Copenhagen’s success as an innovator is grounded in its ability to leverage this local power and capacity in long-term planning, in collaboration with the national government and the private and civic sectors. This ability reflects a gradual shift in urban politics and governance in Copenhagen from a predominantly inward-looking to an outward-looking approach. Since the 1990s, the city’s strategic plans have focused on people-centered planning and sustainable solutions and on creating a foundation for creative businesses and innovation to grow. To achieve these goals, it was clear that the relationship between the public and private sectors had to evolve. Today, as one critique of the city’s plan noted, “private enterprises are to a greater extent included in decision-making, while the public sector has embraced entrepreneurial forms of organization and behavior.”
The current lord mayor, Frank Jensen, uses the city’s position to market Danish green industry, and several Danish green firms—Danfoss, HOFOR, Grundfos, Vestas—have joined the lord mayor on his travels to cities across the world, including Beijing, Copenhagen’s “sister city.” The mutual benefits of this public-private collaboration is clear—expansion of green home-grown firms is good for both parties, and the nurturing and growth of these firms drives the city toward its carbon-neutral goal.

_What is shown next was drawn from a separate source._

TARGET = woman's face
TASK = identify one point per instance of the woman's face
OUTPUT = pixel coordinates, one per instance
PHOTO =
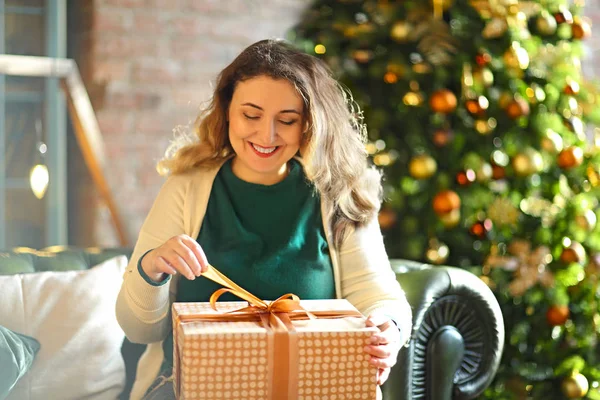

Public and private partnerships are supported by innovative civic entities. Some institutions are truly unique in structure. Realdania, an association that functions much like a U.S. foundation, is a member-based private philanthropic business capitalized by the sale of a home mortgage cooperative that dated back to 1851. Through smart investments in transformative local projects and strategic transportation and land-use planning, Realdania is at the center of new types of collaboration and innovation in Copenhagen’s built environment. Through significant investments in the C40 Cities network, Realdania also ensures that Copenhagen remains a central player among global cities on climate change.
The Copenhagen story tells cities to focus on the fundamentals—the powers they have, the capacity of their workforces, and the extent to which leaders from the public, private, and civic sectors play well together—in addition to the specific details of particular solutions.
Though Copenhagen’s lessons are simple, replicating them is not. For many if not most cities, including those in the United States, powers have been circumscribed by state governments, public sector workforces do not have the expertise necessary for today’s disruptive challenges, and the relationship with the national government is long distance at best. If cities are going to help the world realize the aspirations of the Paris climate agreement and be at the vanguard of addressing the climate crisis and other pressing challenges, the fundamentals of city governance cannot be ignored.